O Estado paralelo está imune ao controlo do Parlamento, da sociedade civil e dos partidos políticos, inclusive o MPLA. É ele que controla de facto as principais decisões relativas à segurança e à economia. Isto significa, politicamente, que, durante o mandato do Presidente em funções nestes 14 anos de paz, o poder real foi transferido de facto dos Ministérios, do Parlamento, dos Tribunais e da CNE para os três serviços de inteligência, para a Casa de Segurança e para a Casa Civil do Presidente da República, que funcionam com o apoio de uma extensa rede de informantes, consultores e espiões infiltrados nos órgãos do Estado formal para detectar e neutralizar todas as actividades consideradas contrárias aos interesses do Presidente da República em funções.
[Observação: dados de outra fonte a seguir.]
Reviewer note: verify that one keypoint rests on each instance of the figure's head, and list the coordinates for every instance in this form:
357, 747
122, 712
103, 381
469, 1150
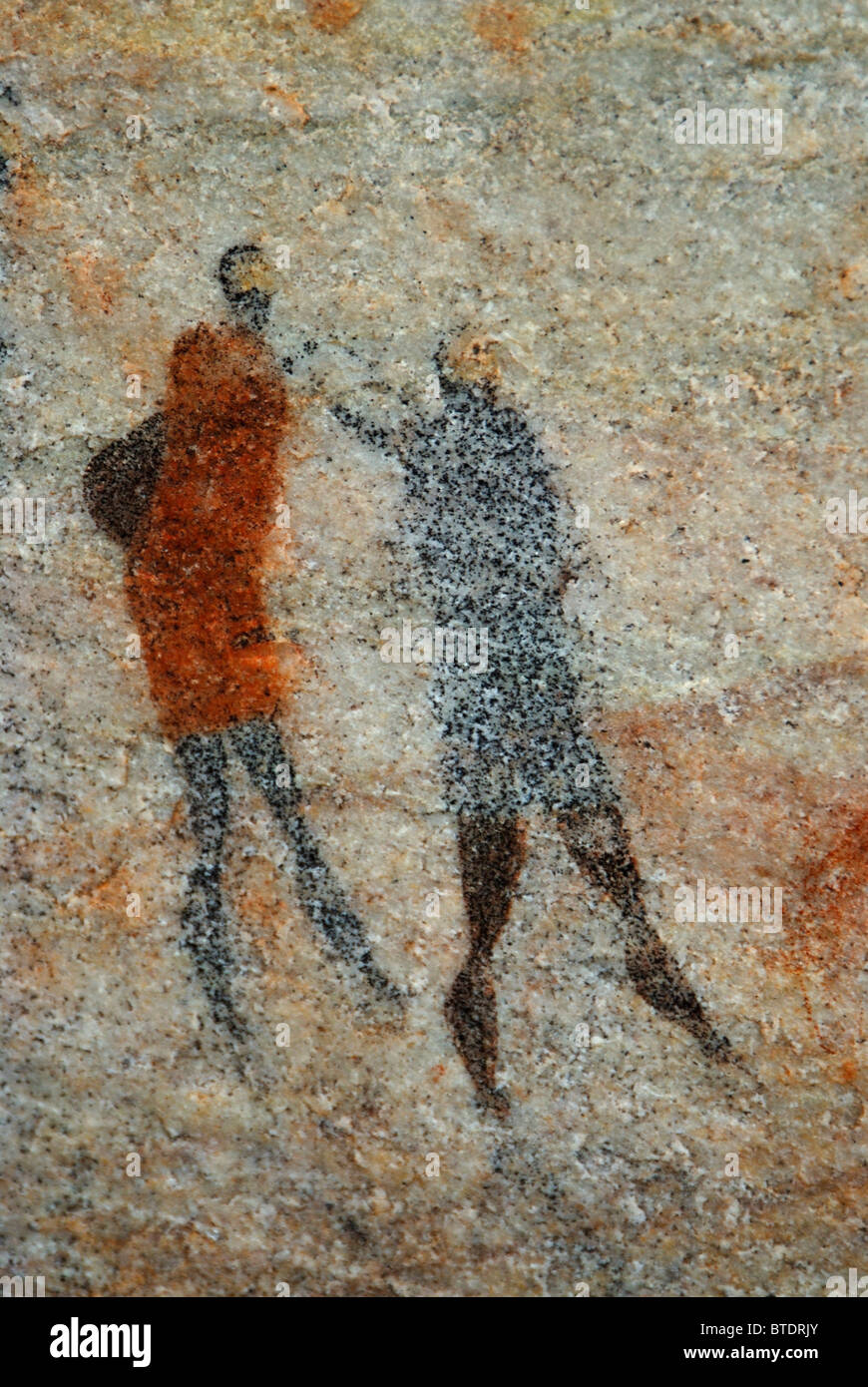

Ministros, governadores provinciais, generais, juízes, administradores das empresas públicas, parceiros comerciais, meios de comunicação social e até responsáveis de organizações da sociedade civil, são todos indicados, nomeados e controlados directa ou indirectamente por esta máquina complexa que controla o Estado.

Este Estado paralelo constitui um dos pilares sustentadores do poder estabelecido na Cidade Alta. É inconstitucional e absorve muito dinheiro do Orçamento Geral do Estado. A sua manutenção nestes últimos anos tem levado o Presidente da República a endividar o país a níveis insustentáveis. Daí a sua fragilidade e insustentabilidade.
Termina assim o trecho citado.